How to Clean Squash

by Jenny Harrington
Squash grows on the ground so the rind is often dirty.

Squash grows on the ground so the rind is often dirty.

Squash comes in two main varieties. Summer squashes, which include zucchini, have tender skin and flesh, and are best used soon after purchase. The winter squashes, such as Hubbard and pumpkin, have thicker skin and denser flesh, making them better-suited for longer storage. Properly cleaning the squash gets grit and grime off the rind without damaging the squash, or compromising its storage life if you aren't using it immediately.

Winter Squash

Wash the outer rind with warm, soapy water if you aren't using the winter squash immediately. Mix 1 part bleach with 9 parts water and wipe the outside of the squash with the solution. The bleach is dilute enough not to pose a health hazard, but helps prevent bacteria and fungal growth during storage.

Wash the squash rind more thoroughly right before use. Rinse it in cool water and scrub the rind gently with a vegetable brush to remove any soil.

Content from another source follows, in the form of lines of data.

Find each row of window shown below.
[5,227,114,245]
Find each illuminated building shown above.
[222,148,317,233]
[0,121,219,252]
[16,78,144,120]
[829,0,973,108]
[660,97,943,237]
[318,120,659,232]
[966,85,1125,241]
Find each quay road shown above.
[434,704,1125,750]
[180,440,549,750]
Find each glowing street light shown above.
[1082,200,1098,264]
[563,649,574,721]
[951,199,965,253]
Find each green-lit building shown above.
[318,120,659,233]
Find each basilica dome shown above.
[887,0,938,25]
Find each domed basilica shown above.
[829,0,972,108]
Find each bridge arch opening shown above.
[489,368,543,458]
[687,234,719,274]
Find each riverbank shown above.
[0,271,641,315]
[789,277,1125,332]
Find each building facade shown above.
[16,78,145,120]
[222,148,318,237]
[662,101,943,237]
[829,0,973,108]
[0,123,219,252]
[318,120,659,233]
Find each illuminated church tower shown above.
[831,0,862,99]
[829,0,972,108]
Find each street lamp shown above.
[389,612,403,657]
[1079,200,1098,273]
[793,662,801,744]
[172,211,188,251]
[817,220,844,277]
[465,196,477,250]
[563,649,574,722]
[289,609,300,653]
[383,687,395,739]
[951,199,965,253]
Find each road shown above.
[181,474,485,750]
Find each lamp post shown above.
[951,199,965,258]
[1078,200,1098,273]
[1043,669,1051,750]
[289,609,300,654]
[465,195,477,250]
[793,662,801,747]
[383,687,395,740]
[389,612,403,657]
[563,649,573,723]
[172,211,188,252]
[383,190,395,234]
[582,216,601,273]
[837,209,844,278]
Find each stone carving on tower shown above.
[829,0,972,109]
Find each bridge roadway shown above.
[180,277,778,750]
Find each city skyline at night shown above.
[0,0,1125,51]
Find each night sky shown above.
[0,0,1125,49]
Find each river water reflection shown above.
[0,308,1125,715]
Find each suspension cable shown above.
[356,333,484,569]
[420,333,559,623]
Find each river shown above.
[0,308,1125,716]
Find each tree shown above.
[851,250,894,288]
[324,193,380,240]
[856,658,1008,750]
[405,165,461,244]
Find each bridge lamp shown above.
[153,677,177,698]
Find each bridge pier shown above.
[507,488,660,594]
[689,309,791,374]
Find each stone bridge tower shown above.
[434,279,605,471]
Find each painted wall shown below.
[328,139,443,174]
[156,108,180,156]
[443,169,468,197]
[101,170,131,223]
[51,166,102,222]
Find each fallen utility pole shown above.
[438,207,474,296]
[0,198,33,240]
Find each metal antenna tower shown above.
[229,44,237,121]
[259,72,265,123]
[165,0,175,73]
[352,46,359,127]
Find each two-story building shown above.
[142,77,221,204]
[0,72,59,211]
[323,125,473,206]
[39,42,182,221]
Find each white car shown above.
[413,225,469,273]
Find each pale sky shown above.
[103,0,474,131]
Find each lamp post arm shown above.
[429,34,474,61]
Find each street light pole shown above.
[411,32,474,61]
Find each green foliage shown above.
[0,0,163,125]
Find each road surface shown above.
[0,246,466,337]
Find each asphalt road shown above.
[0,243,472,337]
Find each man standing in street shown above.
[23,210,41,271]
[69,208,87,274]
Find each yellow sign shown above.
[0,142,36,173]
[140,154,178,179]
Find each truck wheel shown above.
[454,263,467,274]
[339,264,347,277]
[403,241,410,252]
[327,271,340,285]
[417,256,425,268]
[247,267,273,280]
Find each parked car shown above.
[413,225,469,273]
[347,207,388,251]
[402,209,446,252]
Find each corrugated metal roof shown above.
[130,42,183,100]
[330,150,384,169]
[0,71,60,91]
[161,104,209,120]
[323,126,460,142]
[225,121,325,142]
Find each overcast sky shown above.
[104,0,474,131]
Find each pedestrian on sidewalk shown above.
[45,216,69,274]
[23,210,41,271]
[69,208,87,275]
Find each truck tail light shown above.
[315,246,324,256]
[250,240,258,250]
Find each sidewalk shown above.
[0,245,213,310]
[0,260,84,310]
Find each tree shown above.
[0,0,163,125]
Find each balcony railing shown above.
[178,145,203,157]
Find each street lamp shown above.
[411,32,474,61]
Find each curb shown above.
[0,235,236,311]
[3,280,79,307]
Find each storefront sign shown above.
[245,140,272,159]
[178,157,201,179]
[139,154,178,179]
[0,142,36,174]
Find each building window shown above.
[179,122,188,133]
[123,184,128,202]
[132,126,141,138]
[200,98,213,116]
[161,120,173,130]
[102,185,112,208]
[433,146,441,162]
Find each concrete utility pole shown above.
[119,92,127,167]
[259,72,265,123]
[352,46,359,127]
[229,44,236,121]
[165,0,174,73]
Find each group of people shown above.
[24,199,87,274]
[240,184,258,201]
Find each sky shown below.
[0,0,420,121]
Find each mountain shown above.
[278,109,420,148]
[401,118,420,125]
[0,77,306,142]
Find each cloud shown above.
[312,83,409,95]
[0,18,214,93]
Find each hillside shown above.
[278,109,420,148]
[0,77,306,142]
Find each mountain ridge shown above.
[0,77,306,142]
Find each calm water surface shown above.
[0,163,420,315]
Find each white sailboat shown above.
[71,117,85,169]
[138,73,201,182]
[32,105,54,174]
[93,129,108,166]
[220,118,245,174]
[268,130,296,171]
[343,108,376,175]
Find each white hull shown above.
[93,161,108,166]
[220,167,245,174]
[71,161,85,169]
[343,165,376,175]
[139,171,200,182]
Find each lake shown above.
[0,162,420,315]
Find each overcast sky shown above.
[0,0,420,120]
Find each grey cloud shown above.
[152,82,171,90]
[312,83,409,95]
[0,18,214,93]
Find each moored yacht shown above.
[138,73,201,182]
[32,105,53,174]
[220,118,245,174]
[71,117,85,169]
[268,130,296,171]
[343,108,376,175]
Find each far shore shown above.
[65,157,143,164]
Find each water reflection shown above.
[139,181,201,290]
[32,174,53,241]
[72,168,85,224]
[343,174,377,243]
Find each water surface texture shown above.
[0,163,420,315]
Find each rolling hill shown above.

Cut the squash in half with a large chef's knife. Scoop out the seeds and pulp from the center of the squash and discard them before cooking.

Summer Squash

Brush any soil or dirt from the summer squash with a dry cloth if you aren't preparing the squash immediately. Brush gently so you don't break the tender skin.

Rinse the entire squash in cool, running water right before you use it. Rub any dirt spots from the skin with your thumb or with a damp cloth. Do not use a vegetable brush to clean tender summer squashes.

Slice the stem and blossom end off the squash and discard them. Slit the squash open lengthwise and scoop out the seeds, if you wish. Summer squash usually has small, tender seeds that don't have to be removed.